Net profit per share rose to 12.89 yen from 11.15 yen, Sharp said.
For the April-June quarter, the company also reported a group pretax profit of 25.79 billion yen, up 17.3 percent, on a 7.2 percent rise in consolidated sales to 511.74 billion yen, Sharp said.
Sharp attributed the favorable quarterly results to strong sales of such products as television sets with liquid crystal displays, camera-equipped mobile phones, and air conditioners and purifiers featuring germ-killing ions.
For the full business year through March 31, Sharp has left unchanged its group earnings projections, forecasting a net profit of 50 billion yen and a pretax profit of 100 billion yen on group sales of 2.15 trillion yen.

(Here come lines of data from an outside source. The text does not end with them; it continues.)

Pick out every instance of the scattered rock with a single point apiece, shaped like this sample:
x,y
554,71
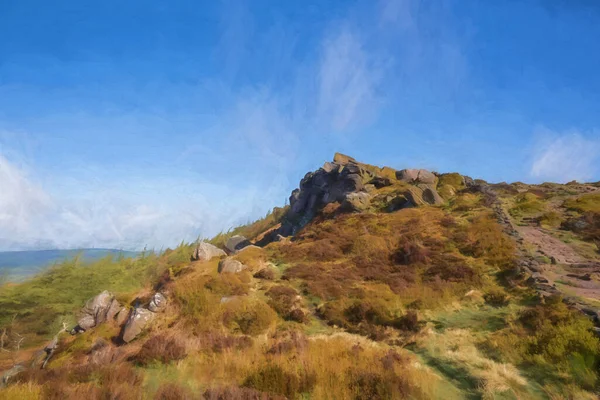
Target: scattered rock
x,y
158,303
11,373
94,312
431,196
417,176
103,353
113,310
356,201
536,278
236,242
138,320
250,247
122,316
229,265
380,182
266,274
206,251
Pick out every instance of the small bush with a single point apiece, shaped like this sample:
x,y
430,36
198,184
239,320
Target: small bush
x,y
551,219
373,386
526,204
162,349
250,317
272,378
266,274
237,393
585,203
172,391
496,298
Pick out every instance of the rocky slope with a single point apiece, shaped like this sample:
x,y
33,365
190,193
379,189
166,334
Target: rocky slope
x,y
374,283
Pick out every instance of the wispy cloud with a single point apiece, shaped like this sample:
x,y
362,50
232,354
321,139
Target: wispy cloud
x,y
562,157
114,216
242,161
348,80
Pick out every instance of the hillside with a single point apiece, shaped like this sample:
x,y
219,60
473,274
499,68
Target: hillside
x,y
21,264
374,283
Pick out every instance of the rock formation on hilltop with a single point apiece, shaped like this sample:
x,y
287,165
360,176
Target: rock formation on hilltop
x,y
352,183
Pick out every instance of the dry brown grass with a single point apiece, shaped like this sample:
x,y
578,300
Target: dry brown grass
x,y
161,348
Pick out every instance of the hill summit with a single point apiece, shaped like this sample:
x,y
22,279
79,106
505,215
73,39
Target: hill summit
x,y
374,283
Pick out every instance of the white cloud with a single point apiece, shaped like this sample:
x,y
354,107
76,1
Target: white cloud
x,y
112,216
566,157
348,80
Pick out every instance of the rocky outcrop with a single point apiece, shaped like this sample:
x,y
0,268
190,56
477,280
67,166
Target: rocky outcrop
x,y
95,312
158,303
332,183
356,201
417,176
137,322
236,243
230,265
206,251
423,194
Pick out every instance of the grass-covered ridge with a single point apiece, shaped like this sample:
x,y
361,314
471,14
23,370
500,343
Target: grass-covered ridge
x,y
425,302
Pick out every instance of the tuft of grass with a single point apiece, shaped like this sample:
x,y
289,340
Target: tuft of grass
x,y
252,230
585,203
527,204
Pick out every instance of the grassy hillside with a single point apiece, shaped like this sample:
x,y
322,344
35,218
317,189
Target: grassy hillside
x,y
428,302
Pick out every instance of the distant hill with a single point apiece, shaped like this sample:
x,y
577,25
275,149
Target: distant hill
x,y
20,264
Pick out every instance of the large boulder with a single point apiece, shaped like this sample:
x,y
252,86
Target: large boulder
x,y
417,176
94,312
138,320
236,242
230,265
206,251
122,316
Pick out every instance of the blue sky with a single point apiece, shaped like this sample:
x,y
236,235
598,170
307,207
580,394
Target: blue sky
x,y
125,124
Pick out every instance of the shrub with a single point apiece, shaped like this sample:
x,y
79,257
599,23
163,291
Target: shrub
x,y
466,202
483,238
172,391
266,274
237,393
196,303
585,203
249,317
162,349
496,298
408,322
373,386
526,203
273,378
550,219
229,284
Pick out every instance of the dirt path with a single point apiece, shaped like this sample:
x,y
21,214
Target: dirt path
x,y
550,246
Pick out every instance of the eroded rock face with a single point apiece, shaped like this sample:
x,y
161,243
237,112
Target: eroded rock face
x,y
138,320
206,251
236,243
95,311
229,265
417,176
331,183
122,316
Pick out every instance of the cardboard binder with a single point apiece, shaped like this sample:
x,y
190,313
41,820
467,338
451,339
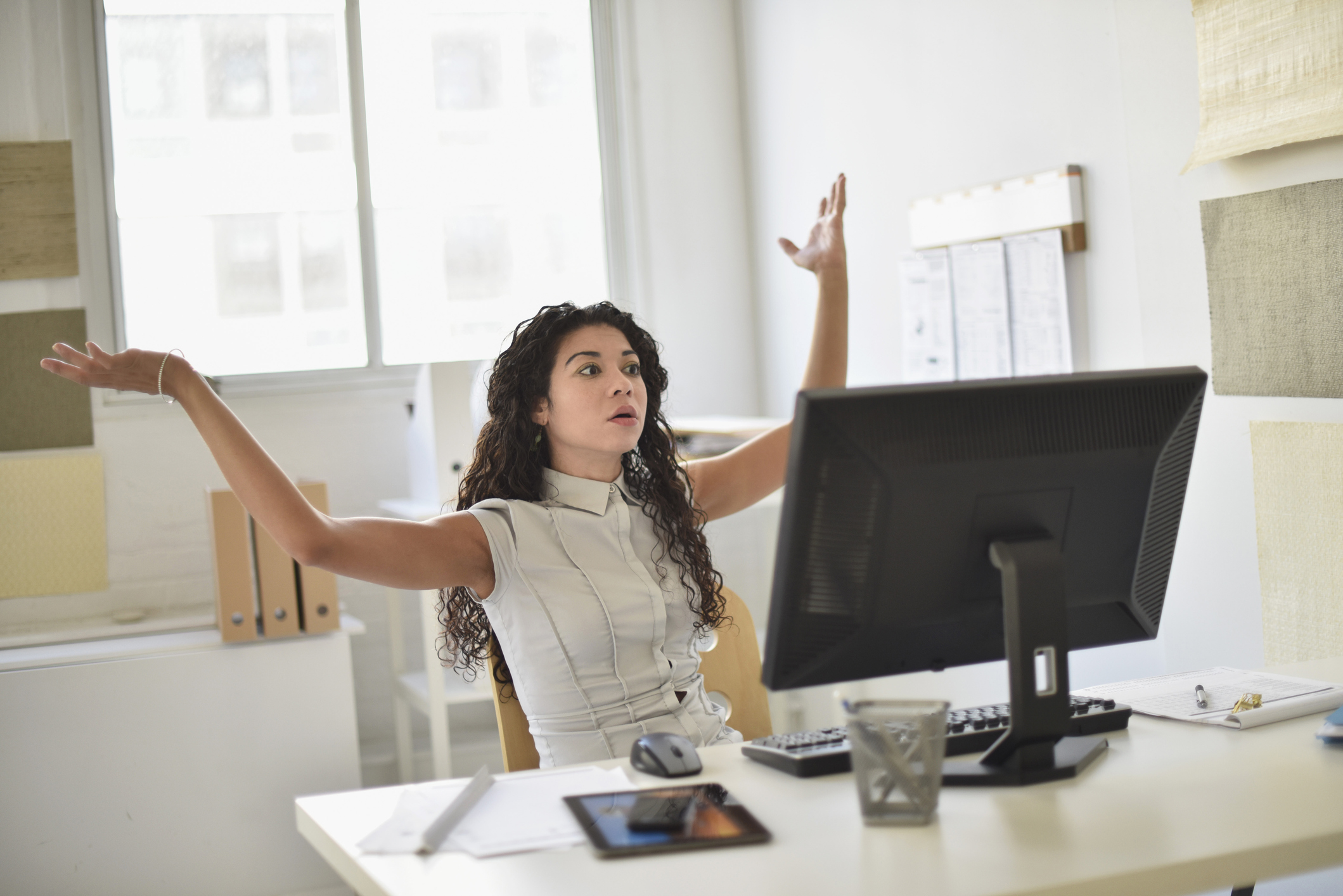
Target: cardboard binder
x,y
318,587
235,605
277,584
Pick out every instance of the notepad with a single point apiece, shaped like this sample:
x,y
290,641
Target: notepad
x,y
520,813
1173,696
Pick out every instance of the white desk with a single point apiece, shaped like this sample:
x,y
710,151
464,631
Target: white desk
x,y
1173,808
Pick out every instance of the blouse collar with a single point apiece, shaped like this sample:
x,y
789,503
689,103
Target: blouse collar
x,y
584,495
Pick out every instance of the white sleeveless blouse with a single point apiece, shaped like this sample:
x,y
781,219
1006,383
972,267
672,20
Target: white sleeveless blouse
x,y
598,643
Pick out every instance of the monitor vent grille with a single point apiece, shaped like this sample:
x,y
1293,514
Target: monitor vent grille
x,y
1016,421
1164,513
842,532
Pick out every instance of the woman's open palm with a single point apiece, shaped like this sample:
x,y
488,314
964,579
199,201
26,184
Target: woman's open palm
x,y
131,371
825,242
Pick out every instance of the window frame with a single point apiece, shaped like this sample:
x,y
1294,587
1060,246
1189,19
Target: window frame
x,y
607,54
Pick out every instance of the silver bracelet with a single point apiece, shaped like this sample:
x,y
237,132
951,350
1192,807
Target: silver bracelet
x,y
162,366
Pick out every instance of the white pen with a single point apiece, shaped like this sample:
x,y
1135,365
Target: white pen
x,y
456,812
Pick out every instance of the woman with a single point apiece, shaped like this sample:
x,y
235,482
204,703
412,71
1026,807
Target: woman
x,y
579,541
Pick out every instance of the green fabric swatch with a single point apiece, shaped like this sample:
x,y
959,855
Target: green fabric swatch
x,y
41,410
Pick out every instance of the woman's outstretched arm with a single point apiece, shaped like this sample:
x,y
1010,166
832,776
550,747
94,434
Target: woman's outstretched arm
x,y
446,551
743,476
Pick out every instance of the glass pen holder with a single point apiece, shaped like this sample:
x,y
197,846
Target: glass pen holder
x,y
897,747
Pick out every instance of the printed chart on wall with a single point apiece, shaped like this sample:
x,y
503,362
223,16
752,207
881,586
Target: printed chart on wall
x,y
979,298
986,309
929,342
1041,340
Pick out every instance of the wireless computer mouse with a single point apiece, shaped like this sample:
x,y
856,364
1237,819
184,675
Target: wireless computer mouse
x,y
665,755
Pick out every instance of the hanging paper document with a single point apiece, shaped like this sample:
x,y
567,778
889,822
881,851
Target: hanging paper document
x,y
1037,293
929,338
979,298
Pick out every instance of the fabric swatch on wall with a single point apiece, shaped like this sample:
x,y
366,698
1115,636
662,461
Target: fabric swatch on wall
x,y
1275,278
1268,74
37,211
53,525
1299,520
39,410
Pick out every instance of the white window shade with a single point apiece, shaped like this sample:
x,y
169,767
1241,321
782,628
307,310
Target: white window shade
x,y
234,179
485,170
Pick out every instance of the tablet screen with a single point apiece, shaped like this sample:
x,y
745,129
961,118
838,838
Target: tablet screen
x,y
709,816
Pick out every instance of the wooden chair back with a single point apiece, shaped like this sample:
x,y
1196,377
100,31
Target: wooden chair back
x,y
515,736
731,669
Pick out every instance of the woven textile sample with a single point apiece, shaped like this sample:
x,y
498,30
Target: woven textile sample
x,y
37,211
1299,519
1275,289
39,410
53,525
1268,74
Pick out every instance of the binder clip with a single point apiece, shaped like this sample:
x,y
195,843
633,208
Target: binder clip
x,y
1248,701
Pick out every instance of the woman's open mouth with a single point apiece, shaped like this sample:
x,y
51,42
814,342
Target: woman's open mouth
x,y
625,416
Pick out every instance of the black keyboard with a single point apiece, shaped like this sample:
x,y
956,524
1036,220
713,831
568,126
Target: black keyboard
x,y
825,752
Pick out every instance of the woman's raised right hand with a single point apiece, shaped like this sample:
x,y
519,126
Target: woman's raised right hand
x,y
131,371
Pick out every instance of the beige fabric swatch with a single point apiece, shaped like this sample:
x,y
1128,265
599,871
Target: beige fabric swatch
x,y
1269,73
1299,519
53,525
1275,278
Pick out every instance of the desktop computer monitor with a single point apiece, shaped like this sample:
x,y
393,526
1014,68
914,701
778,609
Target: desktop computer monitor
x,y
946,524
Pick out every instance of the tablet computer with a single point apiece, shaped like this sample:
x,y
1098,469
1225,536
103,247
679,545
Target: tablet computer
x,y
665,820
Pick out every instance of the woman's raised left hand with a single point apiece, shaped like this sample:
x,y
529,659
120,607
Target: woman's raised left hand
x,y
825,243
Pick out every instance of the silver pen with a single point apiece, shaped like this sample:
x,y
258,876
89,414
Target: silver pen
x,y
456,812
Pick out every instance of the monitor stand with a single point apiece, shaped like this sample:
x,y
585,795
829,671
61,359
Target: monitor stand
x,y
1034,747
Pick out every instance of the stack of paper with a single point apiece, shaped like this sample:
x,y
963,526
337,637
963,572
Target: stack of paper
x,y
517,814
1173,696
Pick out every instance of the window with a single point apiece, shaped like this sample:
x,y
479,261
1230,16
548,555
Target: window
x,y
237,171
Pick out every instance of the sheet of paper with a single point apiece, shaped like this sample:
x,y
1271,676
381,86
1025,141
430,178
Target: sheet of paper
x,y
927,324
517,814
1173,696
1037,295
53,525
979,301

In the previous year Sharp posted a net profit of 32.59 billion yen, a pretax profit of 81.92 billion yen and sales of 2 trillion yen.
JVC back in black
Victor Co. of Japan said Tuesday its consolidated net balance returned to the black for the April-June quarter due to cost cuts, favorable foreign exchange factors and structural reforms.
The video recorder manufacturer said it posted a group net profit of 74 million yen in the April-June term, compared with a net loss of 1.8 billion yen in the same period a year earlier.
It reported a group pretax profit of 1.24 billion yen, up 932.7 percent from a year earlier.
Group sales, however, dropped 7 percent to 220.04 billion yen due to sluggish consumer spending.
The sales decline also reflects robust demand spurred by the World Cup soccer finals held from late May through June last year, the company said.